A new study by Swansea University and the RAF Benevolent Fund has been published, exploring wellbeing issues among serving RAF personnel, with a key focus on problem gambling, alcohol use and mental health.
The study is the first of its kind and involved a survey of more than 2,000 serving members of the RAF, 2% of whom were found to be affected by problem gambling.
Despite affecting a minority of the serving RAF community, the survey indicates that RAF personnel are more likely to experience gambling problems than the general population.
The study found that a further 13.7% of personnel indicate some degree of risk in relation to gambling (9.8% low risk, 3.9% moderate risk) and, with the recent Armed Forces Veterans' Health and Gambling Study highlighting UK veterans are significantly more likely to experience problem gambling, the question arises, what more can be done to support RAF personnel to prevent future problems.

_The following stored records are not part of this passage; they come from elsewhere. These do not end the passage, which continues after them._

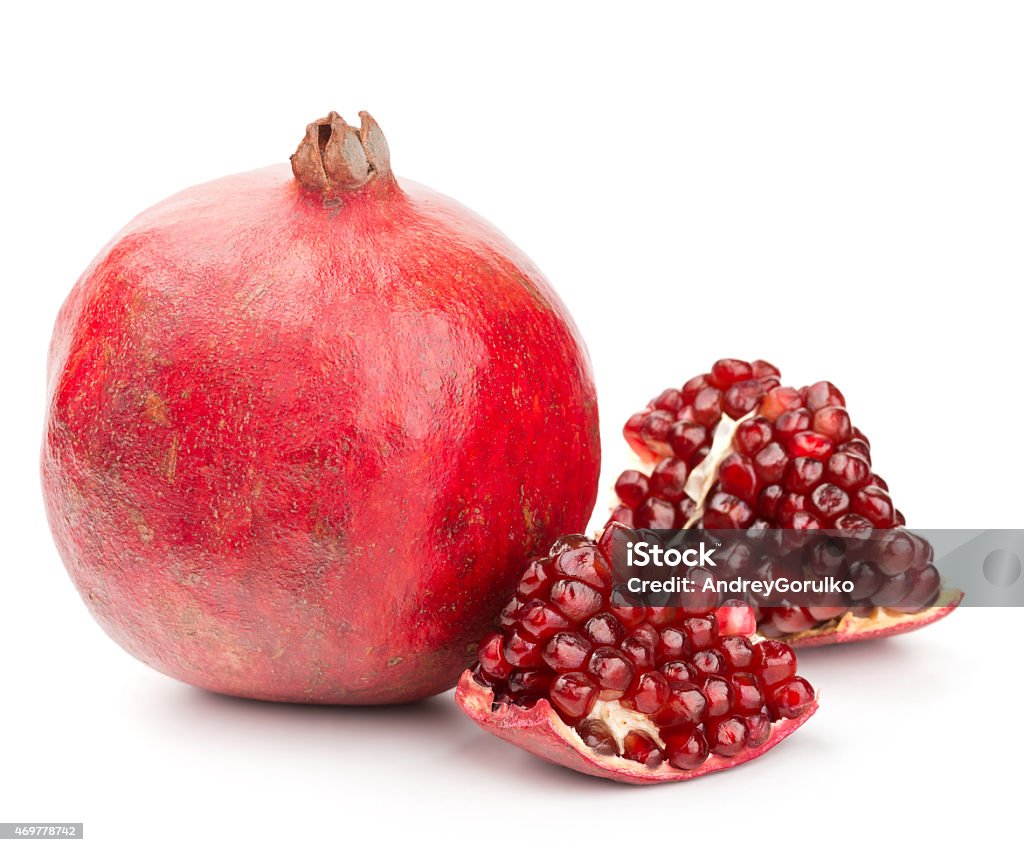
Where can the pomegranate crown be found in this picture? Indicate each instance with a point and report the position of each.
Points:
(334, 157)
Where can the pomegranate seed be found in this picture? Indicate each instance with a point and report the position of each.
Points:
(632, 487)
(775, 662)
(875, 505)
(770, 463)
(687, 705)
(632, 429)
(672, 644)
(686, 437)
(729, 371)
(896, 552)
(686, 750)
(654, 430)
(624, 515)
(727, 736)
(679, 671)
(792, 619)
(669, 479)
(655, 513)
(587, 564)
(866, 580)
(749, 697)
(857, 448)
(834, 423)
(536, 581)
(541, 621)
(823, 394)
(790, 423)
(640, 748)
(804, 474)
(576, 599)
(791, 698)
(892, 591)
(566, 652)
(847, 470)
(727, 512)
(668, 400)
(708, 407)
(612, 671)
(810, 443)
(735, 619)
(737, 651)
(737, 476)
(829, 501)
(604, 629)
(650, 693)
(719, 694)
(529, 684)
(778, 400)
(769, 501)
(693, 387)
(752, 435)
(758, 729)
(597, 736)
(639, 652)
(521, 651)
(573, 693)
(763, 369)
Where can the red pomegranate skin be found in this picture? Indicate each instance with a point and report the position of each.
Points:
(297, 449)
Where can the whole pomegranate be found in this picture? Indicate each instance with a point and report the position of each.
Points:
(305, 426)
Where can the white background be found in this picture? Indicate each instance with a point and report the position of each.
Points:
(836, 187)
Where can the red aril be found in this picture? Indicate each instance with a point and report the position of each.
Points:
(786, 458)
(670, 694)
(305, 426)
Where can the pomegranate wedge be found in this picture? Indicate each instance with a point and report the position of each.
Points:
(733, 449)
(636, 694)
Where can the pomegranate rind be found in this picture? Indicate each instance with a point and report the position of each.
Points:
(540, 730)
(879, 625)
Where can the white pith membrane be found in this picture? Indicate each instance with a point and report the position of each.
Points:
(698, 485)
(621, 720)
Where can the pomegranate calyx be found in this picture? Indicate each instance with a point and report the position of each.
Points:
(334, 157)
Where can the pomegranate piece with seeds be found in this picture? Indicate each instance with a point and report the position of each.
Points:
(636, 694)
(759, 454)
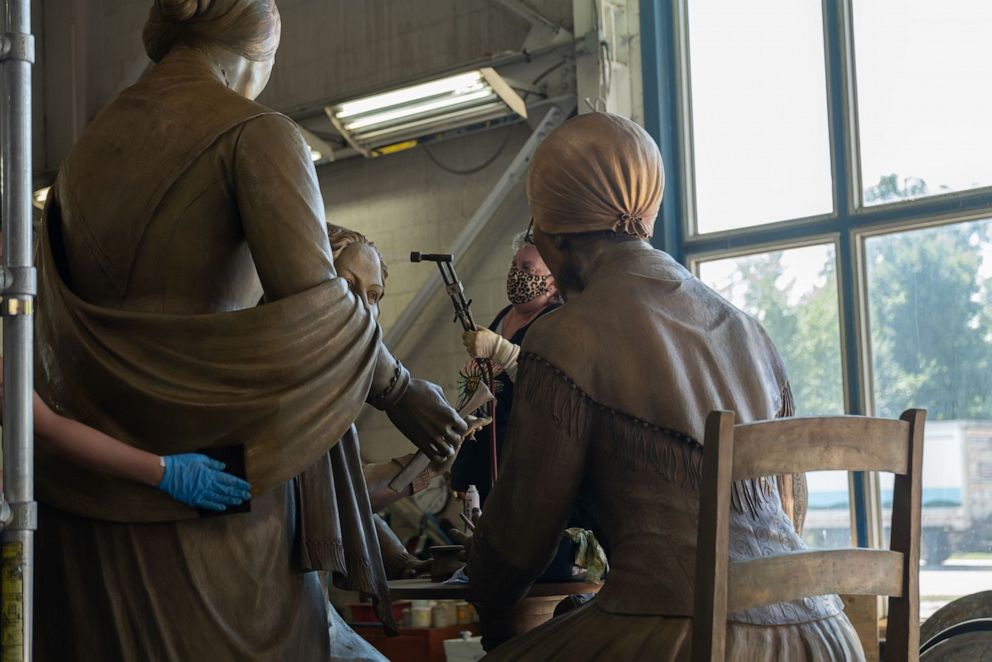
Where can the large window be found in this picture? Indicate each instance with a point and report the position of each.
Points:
(828, 172)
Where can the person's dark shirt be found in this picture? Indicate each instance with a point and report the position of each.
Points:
(471, 467)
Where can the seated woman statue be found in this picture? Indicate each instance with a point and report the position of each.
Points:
(612, 392)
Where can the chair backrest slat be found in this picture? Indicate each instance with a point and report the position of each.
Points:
(849, 443)
(785, 577)
(798, 445)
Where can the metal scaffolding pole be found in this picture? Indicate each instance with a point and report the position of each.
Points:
(18, 280)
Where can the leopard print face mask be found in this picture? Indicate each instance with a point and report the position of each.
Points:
(522, 287)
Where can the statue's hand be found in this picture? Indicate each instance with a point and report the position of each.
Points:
(415, 568)
(425, 418)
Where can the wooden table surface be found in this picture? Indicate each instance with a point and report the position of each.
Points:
(425, 589)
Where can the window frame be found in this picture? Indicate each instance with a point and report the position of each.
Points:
(667, 117)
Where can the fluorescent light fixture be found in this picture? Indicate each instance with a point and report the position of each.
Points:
(40, 196)
(372, 125)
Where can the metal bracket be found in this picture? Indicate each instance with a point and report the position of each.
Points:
(23, 516)
(17, 307)
(17, 46)
(19, 281)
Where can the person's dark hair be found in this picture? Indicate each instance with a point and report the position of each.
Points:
(341, 238)
(250, 28)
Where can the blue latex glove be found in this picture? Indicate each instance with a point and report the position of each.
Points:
(199, 482)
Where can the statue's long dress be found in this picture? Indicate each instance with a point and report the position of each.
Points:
(611, 397)
(181, 205)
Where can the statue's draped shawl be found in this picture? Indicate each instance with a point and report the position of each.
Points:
(285, 379)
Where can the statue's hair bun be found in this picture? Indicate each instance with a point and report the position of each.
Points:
(181, 10)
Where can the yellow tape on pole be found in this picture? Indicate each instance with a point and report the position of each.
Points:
(12, 589)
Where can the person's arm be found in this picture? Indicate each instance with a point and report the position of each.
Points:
(93, 449)
(486, 344)
(540, 474)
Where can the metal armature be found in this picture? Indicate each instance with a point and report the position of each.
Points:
(18, 285)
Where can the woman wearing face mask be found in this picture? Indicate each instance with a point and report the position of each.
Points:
(531, 289)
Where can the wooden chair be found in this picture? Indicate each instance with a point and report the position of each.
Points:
(797, 445)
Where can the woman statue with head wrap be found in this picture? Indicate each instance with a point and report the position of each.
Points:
(612, 392)
(182, 204)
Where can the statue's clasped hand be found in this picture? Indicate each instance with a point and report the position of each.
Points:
(424, 416)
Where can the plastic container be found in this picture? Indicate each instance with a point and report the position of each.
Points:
(439, 616)
(470, 502)
(465, 649)
(420, 617)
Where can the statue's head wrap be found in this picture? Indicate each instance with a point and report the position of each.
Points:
(596, 172)
(250, 28)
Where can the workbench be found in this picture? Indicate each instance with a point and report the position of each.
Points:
(498, 622)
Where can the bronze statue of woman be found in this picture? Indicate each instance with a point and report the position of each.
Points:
(181, 205)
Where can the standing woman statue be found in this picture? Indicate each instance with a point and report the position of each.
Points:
(181, 205)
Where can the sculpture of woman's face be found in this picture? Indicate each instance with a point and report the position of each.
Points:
(246, 77)
(359, 264)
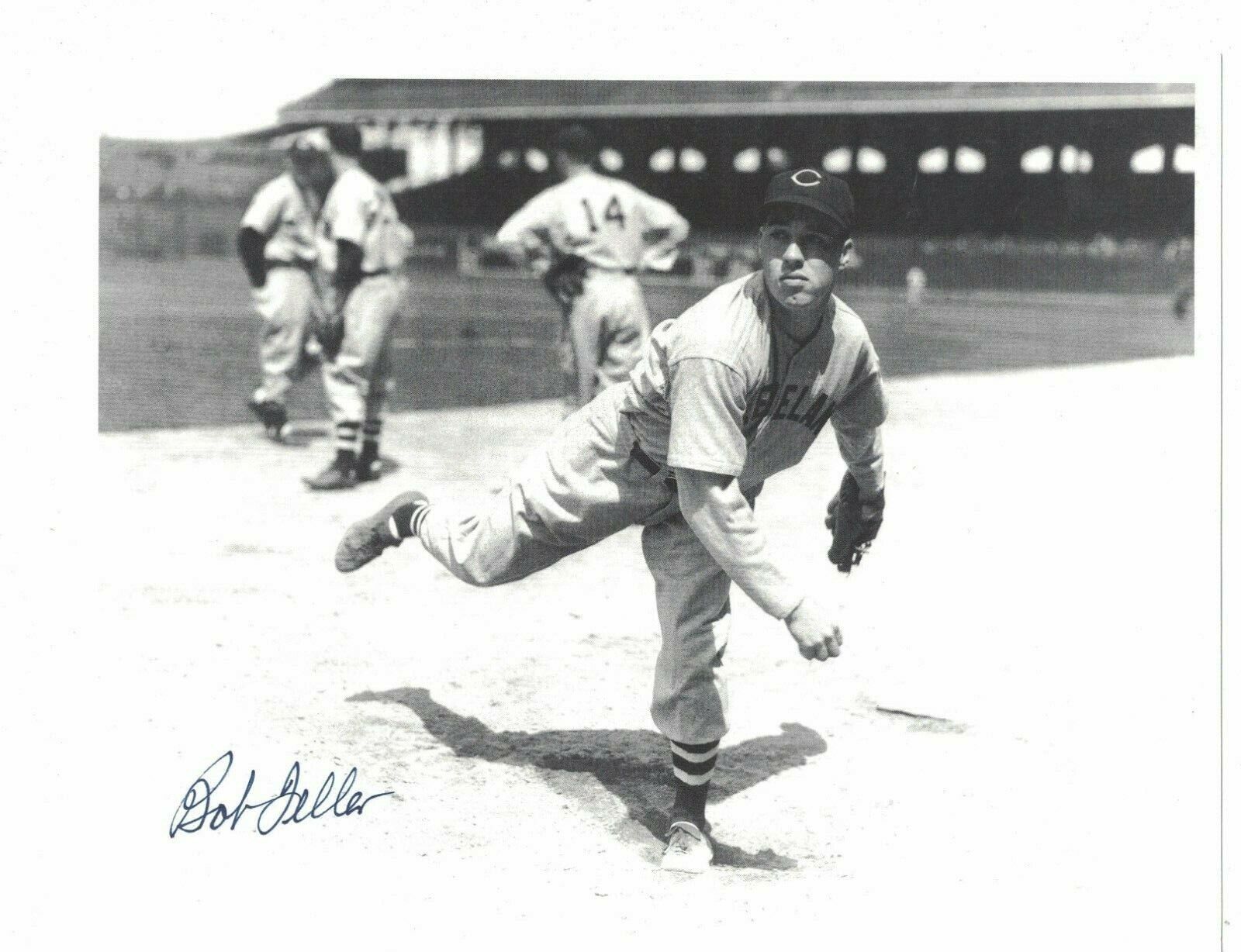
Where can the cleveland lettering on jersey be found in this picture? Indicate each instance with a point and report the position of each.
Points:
(787, 407)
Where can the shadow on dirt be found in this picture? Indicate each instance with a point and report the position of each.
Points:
(632, 765)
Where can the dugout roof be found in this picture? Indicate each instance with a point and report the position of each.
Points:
(413, 101)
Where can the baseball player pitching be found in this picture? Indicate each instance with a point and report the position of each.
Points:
(363, 246)
(730, 393)
(587, 237)
(277, 248)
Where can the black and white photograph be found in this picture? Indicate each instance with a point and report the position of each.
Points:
(620, 505)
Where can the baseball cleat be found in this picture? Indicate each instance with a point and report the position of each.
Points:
(366, 540)
(689, 850)
(335, 475)
(272, 416)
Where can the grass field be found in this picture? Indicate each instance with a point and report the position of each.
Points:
(178, 343)
(1017, 750)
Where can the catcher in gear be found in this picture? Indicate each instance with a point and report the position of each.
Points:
(853, 523)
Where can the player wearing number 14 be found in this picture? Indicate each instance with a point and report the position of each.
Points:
(587, 237)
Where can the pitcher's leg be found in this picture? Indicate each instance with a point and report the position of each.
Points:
(500, 540)
(692, 595)
(690, 698)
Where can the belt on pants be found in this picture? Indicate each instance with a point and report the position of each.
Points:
(651, 467)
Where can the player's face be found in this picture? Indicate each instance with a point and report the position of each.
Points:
(800, 258)
(313, 171)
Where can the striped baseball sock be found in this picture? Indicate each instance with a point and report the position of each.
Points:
(347, 436)
(405, 522)
(693, 766)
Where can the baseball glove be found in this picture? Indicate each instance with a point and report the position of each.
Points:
(853, 523)
(565, 279)
(329, 330)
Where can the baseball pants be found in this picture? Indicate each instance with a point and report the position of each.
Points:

The research, conducted by Dr Amy Pritchard from Swansea University's School of Psychology, also showed gambling problems interlinked with broader wellbeing issues such as alcohol use and mental health.
Individuals who consume alcohol at hazardous levels are twice as likely to be involved in at-risk gambling, while those with moderate to severe depression are five times more likely to report having a gambling problem.
Risk factors for problem gambling in the RAF included being male, aged 18-24, and of non-commissioned rank.
Professor Simon Dymond, also from the School of Psychology and principal investigator on the study, said:
"This internationally significant, large-scale study shows, for the first time, that serving members of the RAF are vulnerable to gambling-related harm.
"It is important that we follow up this finding with targeted help and support, including the early identification of potential harms that arise from gambling among currently serving personnel from all services."
The RAF Benevolent Fund provided key recommendations in the report, including:
• increasing awareness among serving personnel;
• screening, particularly among those with risk factors;
• training for health professionals and line managers;
• providing education and low-intensity behaviour change strategies for those at risk of developing gambling problems.
Air Vice-Marshal Chris Elliot, Controller of the RAF Benevolent Fund, said:
"We are committed to providing the serving RAF community with appropriate support, and this research will help inform our emotional wellbeing services moving forwards."
The study report was launched during a presentation and panel discussion available to view on the RAF Benevolent Fund YouTube channel and the findings have been peer-reviewed and published, open-access, in Addictive Behaviours.